Notre Dame Law School’s Religious Liberty Initiative argues in its amicus brief that the U.S. Supreme Court should reverse the First Circuit’s decision. The initiative filed the brief to ensure that government actors — like the city of Boston — may not create benefits, opportunities, or platforms that exclude religious believers.

“Invoking the specious rationale of ‘government speech,’ the City of Boston unconstitutionally singled out religious expression for hostile treatment,” the Religious Liberty Initiative’s brief states.

“By lumping speech based on ‘religion’ together with speech deemed ‘inappropriate,’ ‘offensive,’ ‘discrimin[atory],’ or ‘prejudice[d],’ Pet.App.20, the City adopted the increasingly common view that promoting our Nation’s vibrant pluralism requires the exclusion of religious perspectives from the public square,” the brief continues. “But that view is antithetical to the Founders’ conception of religion as central — not peripheral — to our national order. And it is incompatible with this Court’s First Amendment jurisprudence.”

The Religious Liberty Initiative’s amicus brief goes on to explain that governments have become increasingly hostile toward religious speakers in the public square and, by misreading the Establishment Clause, have excluded religious voices from public discourse.

“From speech codes at public universities to advertising policies for public transportation, governments have adopted rules that explicitly disfavor religious speech,” the brief states. “Far from being required, these policies blatantly violate the First Amendment.”

The brief was filed by John P. Murphy Foundation Professor of Law Nicole Stelle Garnett, Paul J. Schierl/Fort Howard Corp. Professor of Law Richard Garnett, and Religious Liberty Clinic Supervising Attorney John Meiser with attorneys from Dechert LLP in New York and Washington, D.C.

Among the Dechert attorneys who worked on the case are University of Notre Dame graduates Michael McGinley ’06 and Eric Hageman ’13, ’16 J.D.

“It was an honor to partner with the Notre Dame Religious Liberty Initiative in this important case,” McGinley said. “As a Notre Dame graduate, I am proud of the Law School’s strong commitment to protecting religious liberty.”

Three students from this year’s Religious Liberty Initiative cohort — Tim Borgerson, Joseph Graziano, and Olivia Rogers — also worked on the brief.

“As a student, it was exciting to help write a brief that furthered Notre Dame Law School’s core Catholic mission,” Borgerson said. “Though the parties and other amici will focus on the speech aspect of the case, our team had the opportunity to make creative arguments about the role of religion in public life. The United States has always valued religious expression as a means of promoting unity and civic virtue.”

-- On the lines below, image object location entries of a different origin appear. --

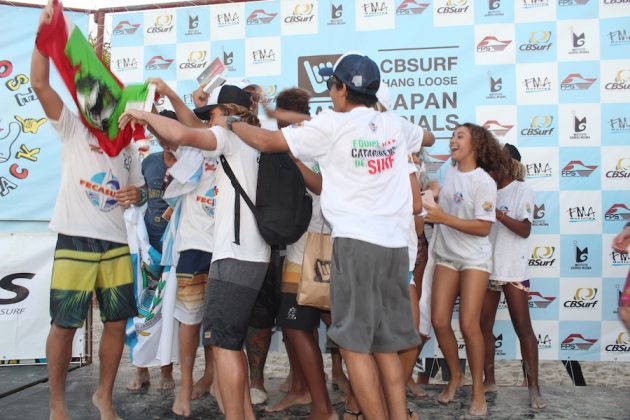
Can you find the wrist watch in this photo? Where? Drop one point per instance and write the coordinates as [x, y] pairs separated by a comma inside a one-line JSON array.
[[231, 120]]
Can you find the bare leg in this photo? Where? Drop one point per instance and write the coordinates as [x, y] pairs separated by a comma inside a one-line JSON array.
[[188, 343], [474, 284], [109, 354], [58, 356], [202, 386], [488, 315], [519, 313], [445, 290]]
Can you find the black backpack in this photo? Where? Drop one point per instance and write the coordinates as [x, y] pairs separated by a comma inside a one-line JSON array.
[[283, 206]]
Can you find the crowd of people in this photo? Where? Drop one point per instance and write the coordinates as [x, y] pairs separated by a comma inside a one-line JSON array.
[[399, 241]]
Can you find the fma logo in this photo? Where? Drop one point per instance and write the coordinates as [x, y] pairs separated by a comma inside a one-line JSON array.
[[541, 125], [495, 87], [576, 81], [544, 342], [539, 216], [622, 169], [538, 301], [585, 297], [542, 256], [228, 19], [621, 82], [263, 55], [494, 8], [126, 64], [619, 125], [581, 214], [162, 24], [537, 84], [157, 62], [492, 44], [196, 60], [336, 14], [577, 342], [576, 168], [101, 190], [411, 7], [260, 17], [538, 170], [374, 8], [619, 37], [528, 4], [454, 7], [125, 28], [617, 212], [302, 13], [538, 41], [496, 128], [621, 344]]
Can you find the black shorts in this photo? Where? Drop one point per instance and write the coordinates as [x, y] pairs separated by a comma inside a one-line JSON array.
[[297, 317]]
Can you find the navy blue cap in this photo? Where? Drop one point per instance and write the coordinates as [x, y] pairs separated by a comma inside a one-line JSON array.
[[357, 71]]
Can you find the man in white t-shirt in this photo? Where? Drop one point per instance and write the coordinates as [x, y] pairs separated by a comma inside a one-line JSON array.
[[91, 252], [366, 198]]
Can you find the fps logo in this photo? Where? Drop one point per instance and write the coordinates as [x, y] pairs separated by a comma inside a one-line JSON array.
[[585, 297], [308, 73], [101, 190], [542, 256], [21, 292], [577, 342], [411, 7], [162, 24]]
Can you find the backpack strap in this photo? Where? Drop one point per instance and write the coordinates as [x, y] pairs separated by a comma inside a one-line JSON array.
[[240, 192]]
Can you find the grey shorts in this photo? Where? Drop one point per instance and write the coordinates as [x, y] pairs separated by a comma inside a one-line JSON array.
[[233, 286], [370, 298]]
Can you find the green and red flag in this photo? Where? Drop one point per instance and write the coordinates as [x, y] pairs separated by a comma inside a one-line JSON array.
[[100, 97]]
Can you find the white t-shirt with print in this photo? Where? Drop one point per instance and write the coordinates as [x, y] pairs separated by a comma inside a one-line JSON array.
[[295, 251], [244, 163], [511, 251], [196, 226], [85, 204], [362, 156], [466, 195]]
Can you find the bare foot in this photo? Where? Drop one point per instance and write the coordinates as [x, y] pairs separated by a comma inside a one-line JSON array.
[[478, 405], [201, 387], [415, 389], [166, 382], [490, 387], [141, 378], [451, 388], [290, 400], [104, 406], [181, 405], [535, 399]]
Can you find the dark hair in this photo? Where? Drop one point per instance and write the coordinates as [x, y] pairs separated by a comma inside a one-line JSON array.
[[490, 154], [294, 99], [245, 114], [355, 97]]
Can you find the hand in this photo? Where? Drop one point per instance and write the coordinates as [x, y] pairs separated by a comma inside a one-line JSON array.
[[133, 117], [435, 215], [200, 97], [161, 88], [621, 242], [127, 196]]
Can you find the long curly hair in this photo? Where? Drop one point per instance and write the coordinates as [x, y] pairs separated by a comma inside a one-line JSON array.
[[489, 152], [245, 114]]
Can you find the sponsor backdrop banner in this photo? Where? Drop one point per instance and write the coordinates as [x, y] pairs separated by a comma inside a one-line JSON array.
[[29, 148], [551, 76], [25, 274]]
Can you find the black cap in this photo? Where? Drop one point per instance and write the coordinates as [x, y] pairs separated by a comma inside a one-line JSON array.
[[226, 94], [513, 151]]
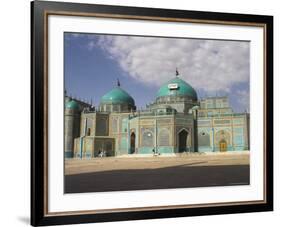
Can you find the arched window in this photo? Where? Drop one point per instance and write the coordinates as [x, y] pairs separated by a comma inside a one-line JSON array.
[[204, 139], [164, 137]]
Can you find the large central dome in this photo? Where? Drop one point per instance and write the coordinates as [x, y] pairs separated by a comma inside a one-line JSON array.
[[177, 87], [117, 96]]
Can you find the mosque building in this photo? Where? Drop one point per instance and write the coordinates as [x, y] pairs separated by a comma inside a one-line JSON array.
[[176, 122]]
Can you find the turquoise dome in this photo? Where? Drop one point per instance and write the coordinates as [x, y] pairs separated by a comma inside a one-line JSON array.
[[117, 96], [72, 105], [180, 88]]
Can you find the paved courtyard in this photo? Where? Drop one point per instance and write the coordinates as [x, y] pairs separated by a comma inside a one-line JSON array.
[[140, 173]]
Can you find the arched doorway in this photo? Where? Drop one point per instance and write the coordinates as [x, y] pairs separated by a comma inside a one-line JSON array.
[[223, 145], [183, 140], [133, 143]]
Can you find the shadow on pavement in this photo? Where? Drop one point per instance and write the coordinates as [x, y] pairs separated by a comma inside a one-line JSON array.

Graziano added, “It is truly a privilege to attend a school like Notre Dame where we would have such a wonderful opportunity to work alongside excellent lawyers in defense of religious freedom. This kind of opportunity — to draft for the Supreme Court and defend constitutional rights — is just one of the ways that Notre Dame distinguishes itself from all other law schools.”

The Supreme Court is scheduled to hear oral arguments in Shurtleff v. Boston on January 18. Read the Religious Liberty Initiative’s amicus brief here.

About the Religious Liberty Initiative

Established in 2020, the Notre Dame Law School Religious Liberty Initiative promotes and defends religious freedom for people of all faiths through scholarship, events, and the Law School’s Religious Liberty Clinic. The initiative protects the freedom of individuals to hold religious beliefs as well as their right to exercise and express those beliefs and to live according to them.

In its first year of operation, the Religious Liberty Initiative has represented individuals and organizations from an array of faith traditions to defend the right to religious worship, to preserve sacred lands from destruction, to promote the freedom to select religious ministers, and to prevent discrimination against religious schools and families.

Learn more at law.nd.edu/RLI.


The photo at the top of this page shows Boston City Hall.

The three flagpoles in front of the building fly the American flag, the Massachusetts state flag, and the Boston municipal flag. The third flagpole that flies the municipal flag is the one that Boston uses for the city program at the center of Shurtleff v. Boston.